Por isso, manter um fluxo de caixa atualizado deixa de ser apenas uma boa prática e passa a ser uma necessidade para empresas que desejam crescer de forma sustentável. Dessa forma, o empreendedor consegue planejar investimentos, organizar compras de estoque e manter a saúde financeira do negócio.
Neste artigo, você entenderá o que é o fluxo de caixa, como estruturá-lo corretamente, quais erros devem ser evitados e quais estratégias ajudam a impedir a falta de capital no e-commerce.
O que é fluxo de caixa?
O fluxo de caixa é o registro de toda a movimentação financeira da empresa durante um determinado período. Em outras palavras, ele demonstra todo o dinheiro que entra e todo o dinheiro que sai do negócio.
Embora o conceito seja simples, sua importância é enorme. Isso porque ele fornece uma visão clara da situação financeira da empresa, permitindo que o gestor saiba exatamente quanto dinheiro está disponível e quais compromissos financeiros ainda deverão ser pagos.
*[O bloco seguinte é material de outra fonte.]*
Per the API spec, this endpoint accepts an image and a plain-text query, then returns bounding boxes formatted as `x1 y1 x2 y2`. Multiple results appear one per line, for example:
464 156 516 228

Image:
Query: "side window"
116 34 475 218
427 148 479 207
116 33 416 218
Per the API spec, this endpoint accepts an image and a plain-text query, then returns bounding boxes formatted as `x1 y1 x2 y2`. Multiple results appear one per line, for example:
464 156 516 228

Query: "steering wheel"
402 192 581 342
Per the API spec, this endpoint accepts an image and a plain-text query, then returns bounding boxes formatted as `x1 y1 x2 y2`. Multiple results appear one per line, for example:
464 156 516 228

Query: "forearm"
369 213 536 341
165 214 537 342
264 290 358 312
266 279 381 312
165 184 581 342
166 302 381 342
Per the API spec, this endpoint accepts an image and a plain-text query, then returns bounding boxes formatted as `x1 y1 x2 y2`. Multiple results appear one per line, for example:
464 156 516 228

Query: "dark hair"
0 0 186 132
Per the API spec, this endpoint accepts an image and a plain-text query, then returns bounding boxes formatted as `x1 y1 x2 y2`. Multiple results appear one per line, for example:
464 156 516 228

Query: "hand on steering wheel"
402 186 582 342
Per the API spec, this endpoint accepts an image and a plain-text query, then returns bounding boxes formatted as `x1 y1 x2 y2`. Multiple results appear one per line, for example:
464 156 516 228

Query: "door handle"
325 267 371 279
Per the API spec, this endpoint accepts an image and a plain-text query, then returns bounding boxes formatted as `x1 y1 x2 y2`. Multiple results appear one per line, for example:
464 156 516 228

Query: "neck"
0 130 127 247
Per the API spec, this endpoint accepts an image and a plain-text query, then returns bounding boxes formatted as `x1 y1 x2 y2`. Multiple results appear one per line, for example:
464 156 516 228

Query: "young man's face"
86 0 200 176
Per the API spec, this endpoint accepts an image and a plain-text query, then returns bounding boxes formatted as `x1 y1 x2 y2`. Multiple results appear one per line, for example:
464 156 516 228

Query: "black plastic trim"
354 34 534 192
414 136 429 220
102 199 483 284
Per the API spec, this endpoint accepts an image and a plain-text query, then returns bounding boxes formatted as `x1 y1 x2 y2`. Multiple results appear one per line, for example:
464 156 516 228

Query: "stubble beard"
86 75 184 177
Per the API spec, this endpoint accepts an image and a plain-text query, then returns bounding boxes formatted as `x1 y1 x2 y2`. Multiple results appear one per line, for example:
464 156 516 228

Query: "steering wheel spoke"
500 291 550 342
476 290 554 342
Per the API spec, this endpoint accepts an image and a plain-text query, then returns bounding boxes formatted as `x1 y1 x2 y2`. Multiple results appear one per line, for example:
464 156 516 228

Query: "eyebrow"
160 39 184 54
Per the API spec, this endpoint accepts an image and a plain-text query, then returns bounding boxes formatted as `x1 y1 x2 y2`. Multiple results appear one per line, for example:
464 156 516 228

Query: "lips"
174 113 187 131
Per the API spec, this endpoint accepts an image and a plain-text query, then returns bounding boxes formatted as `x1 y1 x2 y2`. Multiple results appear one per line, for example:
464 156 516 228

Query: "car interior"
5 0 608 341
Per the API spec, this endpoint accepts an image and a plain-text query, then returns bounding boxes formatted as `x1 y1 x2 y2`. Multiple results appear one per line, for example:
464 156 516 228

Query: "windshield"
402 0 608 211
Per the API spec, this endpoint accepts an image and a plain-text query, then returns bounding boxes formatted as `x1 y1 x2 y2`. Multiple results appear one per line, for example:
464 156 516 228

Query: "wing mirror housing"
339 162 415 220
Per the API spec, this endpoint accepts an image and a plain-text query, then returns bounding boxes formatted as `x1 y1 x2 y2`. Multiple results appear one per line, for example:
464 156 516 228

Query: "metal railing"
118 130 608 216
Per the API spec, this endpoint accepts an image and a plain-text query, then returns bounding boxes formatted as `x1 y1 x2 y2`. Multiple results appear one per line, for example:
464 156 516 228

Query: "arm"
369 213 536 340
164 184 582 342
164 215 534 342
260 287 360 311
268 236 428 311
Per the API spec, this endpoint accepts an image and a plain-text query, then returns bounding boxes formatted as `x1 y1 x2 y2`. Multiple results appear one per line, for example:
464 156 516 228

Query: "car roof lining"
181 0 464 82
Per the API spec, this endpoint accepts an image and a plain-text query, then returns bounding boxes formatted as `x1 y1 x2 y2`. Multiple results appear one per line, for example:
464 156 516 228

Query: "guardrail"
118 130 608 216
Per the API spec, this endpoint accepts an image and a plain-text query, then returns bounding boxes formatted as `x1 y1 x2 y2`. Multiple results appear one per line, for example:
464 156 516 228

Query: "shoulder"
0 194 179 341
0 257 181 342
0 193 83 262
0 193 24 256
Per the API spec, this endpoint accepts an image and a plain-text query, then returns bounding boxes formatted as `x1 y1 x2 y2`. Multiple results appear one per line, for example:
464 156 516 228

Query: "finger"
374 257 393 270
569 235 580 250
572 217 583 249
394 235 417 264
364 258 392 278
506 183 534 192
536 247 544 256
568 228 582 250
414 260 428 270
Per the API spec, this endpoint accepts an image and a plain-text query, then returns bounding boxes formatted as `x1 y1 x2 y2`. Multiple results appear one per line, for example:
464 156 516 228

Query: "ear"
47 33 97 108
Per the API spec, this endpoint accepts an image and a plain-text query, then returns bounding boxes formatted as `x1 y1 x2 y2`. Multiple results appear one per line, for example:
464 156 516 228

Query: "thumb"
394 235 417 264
Entre as principais entradas de recursos estão:
- Recebimento de vendas da loja virtual;
- Pagamentos realizados pelos marketplaces;
- Recebimentos via Pix;
- Boletos bancários;
- Cartões de crédito;
- Rendimentos financeiros;
- Transferências entre contas da empresa.
Por outro lado, entre as principais saídas estão:
- Compra de mercadorias;
- Pagamento de fornecedores;
- Fretes;
- Salários e pró-labore;
- Impostos;
- Investimentos em marketing;
- Mensalidades de plataformas e sistemas;
- Despesas administrativas;
- Tarifas bancárias.
Quando todas essas movimentações são registradas corretamente, o empresário passa a compreender como o dinheiro circula dentro da empresa. Consequentemente, fica muito mais fácil planejar ações futuras e evitar problemas financeiros.
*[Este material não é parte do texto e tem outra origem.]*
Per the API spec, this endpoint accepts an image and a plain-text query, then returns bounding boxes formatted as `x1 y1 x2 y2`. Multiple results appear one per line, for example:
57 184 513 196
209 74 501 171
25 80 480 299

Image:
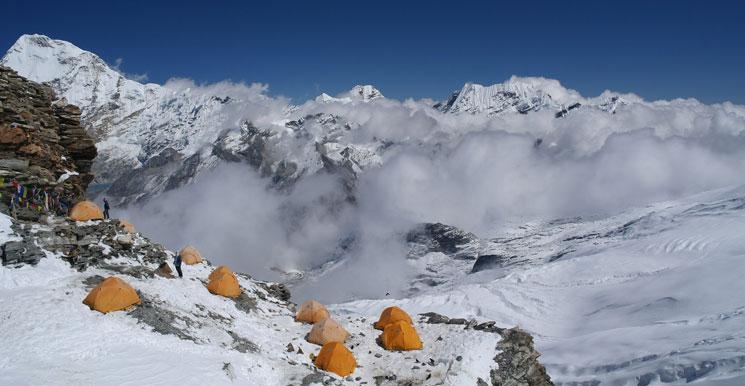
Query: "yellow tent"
207 267 241 298
374 306 413 330
208 265 233 281
179 245 203 265
70 201 104 221
295 300 330 324
379 320 423 351
307 318 350 346
83 276 141 313
314 342 356 377
118 219 136 233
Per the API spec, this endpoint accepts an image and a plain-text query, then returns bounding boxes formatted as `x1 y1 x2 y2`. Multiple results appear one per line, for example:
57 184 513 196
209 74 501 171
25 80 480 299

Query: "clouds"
124 81 745 303
110 57 149 83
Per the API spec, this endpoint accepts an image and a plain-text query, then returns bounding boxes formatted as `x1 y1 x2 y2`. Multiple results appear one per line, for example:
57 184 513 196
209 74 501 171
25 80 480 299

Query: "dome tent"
208 265 232 281
379 320 423 351
69 200 104 221
179 245 203 265
307 318 350 346
83 276 141 313
207 266 241 298
295 300 330 324
314 342 356 377
374 306 413 330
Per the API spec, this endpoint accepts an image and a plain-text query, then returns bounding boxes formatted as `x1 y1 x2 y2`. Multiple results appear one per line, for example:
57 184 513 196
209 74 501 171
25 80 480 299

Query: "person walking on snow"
173 253 183 278
103 198 110 219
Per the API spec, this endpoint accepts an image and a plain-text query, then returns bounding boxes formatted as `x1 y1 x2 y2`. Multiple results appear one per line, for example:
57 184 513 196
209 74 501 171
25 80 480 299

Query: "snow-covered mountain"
315 85 384 104
1 35 394 204
6 34 743 207
1 34 285 188
434 76 632 117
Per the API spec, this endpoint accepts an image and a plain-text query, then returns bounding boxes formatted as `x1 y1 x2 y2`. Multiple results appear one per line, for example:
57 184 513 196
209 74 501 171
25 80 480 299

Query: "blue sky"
2 0 744 104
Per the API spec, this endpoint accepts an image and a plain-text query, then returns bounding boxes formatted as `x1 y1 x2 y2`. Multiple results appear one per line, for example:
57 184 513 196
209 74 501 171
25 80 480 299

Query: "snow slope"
373 185 745 385
0 213 505 386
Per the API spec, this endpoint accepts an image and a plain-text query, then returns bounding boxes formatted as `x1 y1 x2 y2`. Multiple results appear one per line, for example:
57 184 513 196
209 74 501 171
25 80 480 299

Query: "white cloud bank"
123 78 745 302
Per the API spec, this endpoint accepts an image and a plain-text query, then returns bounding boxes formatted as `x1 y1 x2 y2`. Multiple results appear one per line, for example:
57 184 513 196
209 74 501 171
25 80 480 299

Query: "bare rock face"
406 222 480 260
490 327 554 386
0 65 96 203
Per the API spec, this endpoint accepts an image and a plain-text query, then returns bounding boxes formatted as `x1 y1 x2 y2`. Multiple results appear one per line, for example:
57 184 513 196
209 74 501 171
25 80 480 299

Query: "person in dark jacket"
103 198 110 219
173 253 183 278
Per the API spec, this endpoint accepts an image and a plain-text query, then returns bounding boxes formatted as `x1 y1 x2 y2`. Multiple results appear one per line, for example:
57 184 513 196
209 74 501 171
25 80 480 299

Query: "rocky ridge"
0 65 96 205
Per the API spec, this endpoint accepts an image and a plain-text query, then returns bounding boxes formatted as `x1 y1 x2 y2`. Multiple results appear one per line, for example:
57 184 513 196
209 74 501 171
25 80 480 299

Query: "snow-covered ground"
377 186 745 385
0 214 502 386
3 185 745 385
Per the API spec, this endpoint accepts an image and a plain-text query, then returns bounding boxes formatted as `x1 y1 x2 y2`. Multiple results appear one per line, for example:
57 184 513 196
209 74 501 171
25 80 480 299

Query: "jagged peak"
314 84 384 104
438 76 586 115
344 84 384 101
2 34 108 83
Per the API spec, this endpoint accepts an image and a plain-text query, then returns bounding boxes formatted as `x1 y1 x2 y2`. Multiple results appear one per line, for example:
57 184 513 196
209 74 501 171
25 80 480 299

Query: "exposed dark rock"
490 327 554 386
471 254 514 273
419 312 450 324
227 330 259 353
127 295 199 342
406 222 480 260
0 65 96 204
474 321 504 334
265 282 291 302
230 292 258 314
1 239 45 266
105 147 200 206
300 372 336 386
81 275 105 289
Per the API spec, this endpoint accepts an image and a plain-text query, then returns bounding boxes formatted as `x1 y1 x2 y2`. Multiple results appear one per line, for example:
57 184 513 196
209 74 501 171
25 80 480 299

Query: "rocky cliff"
0 65 96 206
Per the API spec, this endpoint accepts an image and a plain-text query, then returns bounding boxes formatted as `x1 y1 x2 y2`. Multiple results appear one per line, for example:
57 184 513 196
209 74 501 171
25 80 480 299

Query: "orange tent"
374 306 413 330
314 342 356 377
208 265 233 281
307 318 350 346
83 276 141 313
379 320 423 351
118 219 136 233
70 201 104 221
179 245 203 265
207 267 241 298
295 300 330 324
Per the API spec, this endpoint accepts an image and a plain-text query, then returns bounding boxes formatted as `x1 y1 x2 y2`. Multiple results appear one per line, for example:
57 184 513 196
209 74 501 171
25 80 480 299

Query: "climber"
103 198 110 220
173 253 183 278
10 190 18 220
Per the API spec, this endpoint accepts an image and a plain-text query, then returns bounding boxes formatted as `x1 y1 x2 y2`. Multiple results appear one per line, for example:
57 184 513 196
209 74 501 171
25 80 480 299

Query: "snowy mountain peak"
314 85 384 104
438 76 583 115
1 34 158 118
345 84 384 101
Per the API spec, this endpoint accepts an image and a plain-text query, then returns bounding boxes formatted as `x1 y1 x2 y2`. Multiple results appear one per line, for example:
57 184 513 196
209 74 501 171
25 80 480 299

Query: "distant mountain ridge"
2 34 731 206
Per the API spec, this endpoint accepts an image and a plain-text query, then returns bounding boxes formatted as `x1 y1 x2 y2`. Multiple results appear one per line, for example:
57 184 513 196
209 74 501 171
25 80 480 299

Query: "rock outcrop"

Por que o fluxo de caixa é tão importante?
Muitos empresários acreditam que basta olhar o saldo bancário para saber se a empresa está financeiramente saudável. No entanto, essa prática pode levar a decisões equivocadas.
Imagine, por exemplo, que o saldo disponível hoje seja de R$100.000. À primeira vista, pode parecer que existe dinheiro suficiente para realizar novas compras ou investimentos. Entretanto, nos próximos dias poderão vencer diversas obrigações financeiras.
Suponha que existam:
- R$45.000 em fornecedores;
- R$18.000 em impostos;
- R$12.000 referentes à folha de pagamento;
- R$9.000 em fretes;
- R$6.000 destinados às campanhas de marketing.
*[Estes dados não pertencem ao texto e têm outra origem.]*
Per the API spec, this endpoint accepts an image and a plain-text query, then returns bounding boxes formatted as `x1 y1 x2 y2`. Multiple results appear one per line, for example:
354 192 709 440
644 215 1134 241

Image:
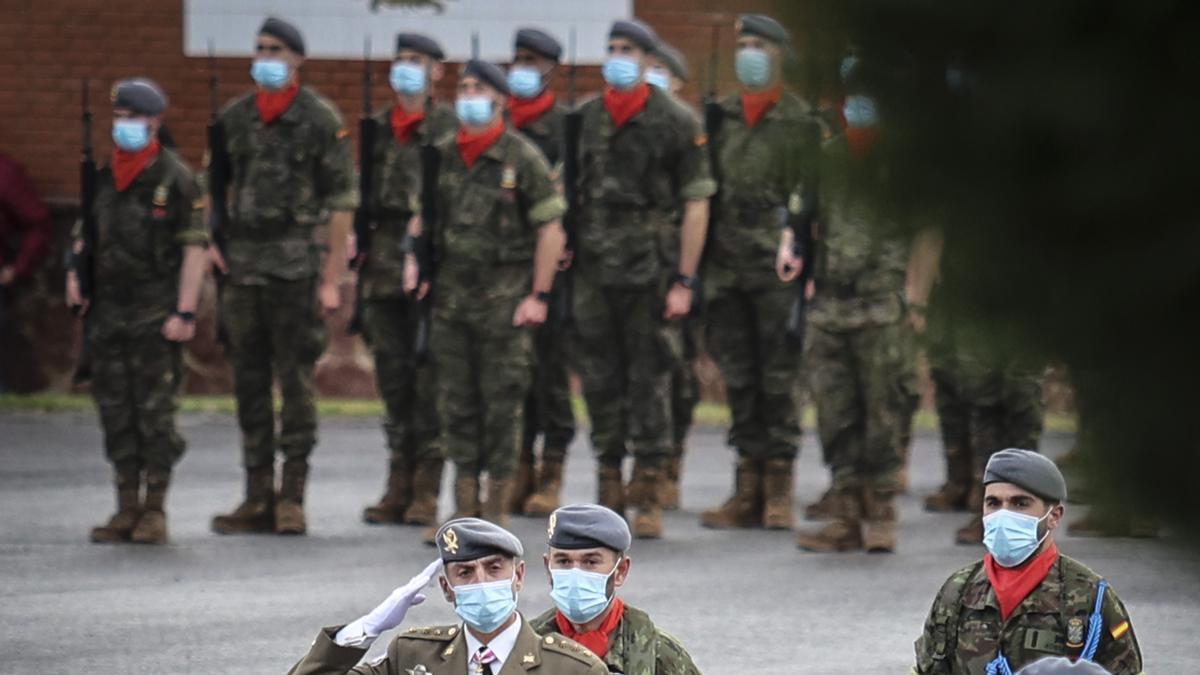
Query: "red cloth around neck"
508 91 556 130
554 597 625 660
984 540 1059 621
741 86 782 128
846 127 880 158
111 140 161 192
256 82 300 124
603 83 650 129
456 120 505 169
391 104 426 145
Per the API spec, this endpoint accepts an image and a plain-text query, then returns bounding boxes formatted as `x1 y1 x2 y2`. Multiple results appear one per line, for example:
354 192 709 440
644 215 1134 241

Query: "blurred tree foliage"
777 0 1200 534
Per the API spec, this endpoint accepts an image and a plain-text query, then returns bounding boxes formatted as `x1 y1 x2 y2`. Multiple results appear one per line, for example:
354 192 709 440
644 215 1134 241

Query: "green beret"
111 78 167 116
435 517 523 563
737 14 790 46
259 17 305 56
462 59 510 96
515 28 562 62
653 42 689 81
984 449 1068 503
609 19 658 53
548 504 631 552
395 32 445 60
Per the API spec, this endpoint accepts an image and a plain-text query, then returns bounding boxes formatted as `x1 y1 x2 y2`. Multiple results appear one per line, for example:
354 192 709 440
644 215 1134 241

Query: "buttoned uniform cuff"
334 618 379 648
679 178 717 202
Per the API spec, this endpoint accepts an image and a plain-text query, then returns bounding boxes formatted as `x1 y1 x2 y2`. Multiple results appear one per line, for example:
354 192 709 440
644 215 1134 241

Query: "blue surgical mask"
390 62 427 95
735 47 771 88
456 96 494 127
983 508 1052 568
602 56 641 90
452 577 517 633
250 58 290 90
843 95 878 129
644 67 671 91
112 119 151 152
549 559 621 624
507 67 542 99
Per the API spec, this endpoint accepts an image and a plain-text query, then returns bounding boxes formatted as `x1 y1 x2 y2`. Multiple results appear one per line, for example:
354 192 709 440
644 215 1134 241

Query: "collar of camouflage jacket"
965 552 1066 620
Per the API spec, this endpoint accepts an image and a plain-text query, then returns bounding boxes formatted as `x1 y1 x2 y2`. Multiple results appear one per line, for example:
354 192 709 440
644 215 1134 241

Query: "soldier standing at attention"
404 60 566 536
68 78 210 545
288 518 607 675
911 450 1142 674
359 33 457 528
572 19 716 538
208 17 358 536
504 28 577 518
699 15 816 532
529 504 704 674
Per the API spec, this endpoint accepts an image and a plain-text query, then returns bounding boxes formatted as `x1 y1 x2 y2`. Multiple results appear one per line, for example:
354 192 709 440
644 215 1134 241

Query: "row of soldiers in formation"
69 13 1048 555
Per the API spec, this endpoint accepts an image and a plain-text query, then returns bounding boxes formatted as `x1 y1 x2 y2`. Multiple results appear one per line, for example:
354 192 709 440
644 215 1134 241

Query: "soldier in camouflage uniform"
68 79 210 546
358 33 457 528
699 15 817 532
530 504 703 674
912 450 1142 674
404 60 566 537
208 18 357 536
571 20 716 538
504 28 577 518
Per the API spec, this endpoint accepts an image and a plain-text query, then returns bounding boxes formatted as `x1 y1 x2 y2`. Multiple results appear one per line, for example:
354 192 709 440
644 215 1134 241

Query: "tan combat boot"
508 448 536 514
861 485 897 553
131 468 171 545
700 457 763 529
522 456 564 516
762 457 795 530
628 461 663 539
481 476 513 528
275 458 309 535
211 465 276 535
91 461 142 543
403 459 443 526
804 485 837 521
423 473 480 545
896 442 912 494
659 447 684 511
596 462 625 516
796 490 864 552
923 443 972 512
363 455 412 525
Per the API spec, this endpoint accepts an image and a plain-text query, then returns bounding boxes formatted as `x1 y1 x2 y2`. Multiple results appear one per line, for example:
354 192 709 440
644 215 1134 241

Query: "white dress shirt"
464 614 522 674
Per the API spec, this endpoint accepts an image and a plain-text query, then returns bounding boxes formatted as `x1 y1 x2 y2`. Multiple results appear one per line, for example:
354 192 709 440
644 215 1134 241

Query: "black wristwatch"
173 310 196 323
534 291 552 304
671 273 698 290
Nesse caso, o valor realmente disponível é muito menor do que aparenta. Portanto, tomar decisões apenas com base no saldo bancário pode comprometer seriamente o caixa da empresa.
É justamente nesse ponto que o fluxo de caixa faz toda a diferença. Afinal, ele permite visualizar não apenas o dinheiro disponível hoje, mas também todas as entradas e saídas futuras. Dessa maneira, o gestor consegue antecipar dificuldades, organizar pagamentos e manter o equilíbrio financeiro.
Além disso, um fluxo de caixa bem estruturado oferece diversos benefícios para o e-commerce.
Melhor controle financeiro
Antes de tudo, o empreendedor passa a conhecer exatamente quanto dinheiro entra e quanto sai da empresa. Como consequência, torna-se muito mais fácil identificar desperdícios, reduzir custos desnecessários e melhorar a gestão financeira.
Planejamento das compras
Da mesma forma, o fluxo de caixa permite planejar a reposição de estoque com muito mais segurança. Em vez de realizar compras impulsivas, o empresário consegue negociar melhores condições com fornecedores e preservar o capital de giro.
Segurança para investir
Outro benefício importante está relacionado à tomada de decisões. Antes de contratar colaboradores, ampliar o estoque ou investir em campanhas de marketing, o gestor consegue avaliar se realmente existe caixa suficiente para suportar esses investimentos.
Assim, o crescimento da empresa acontece de maneira muito mais organizada.
Redução do risco de inadimplência
Além disso, acompanhar diariamente os vencimentos das contas reduz significativamente o risco de atrasos. Consequentemente, a empresa evita multas, juros e desgastes no relacionamento com fornecedores e parceiros comerciais.
Decisões baseadas em dados
Por fim, empresas que utilizam corretamente o fluxo de caixa deixam de tomar decisões baseadas apenas na intuição. Em vez disso, utilizam informações concretas para definir investimentos, promoções, expansão das operações e estratégias comerciais.
Como resultado, a gestão financeira se torna muito mais eficiente e previsível.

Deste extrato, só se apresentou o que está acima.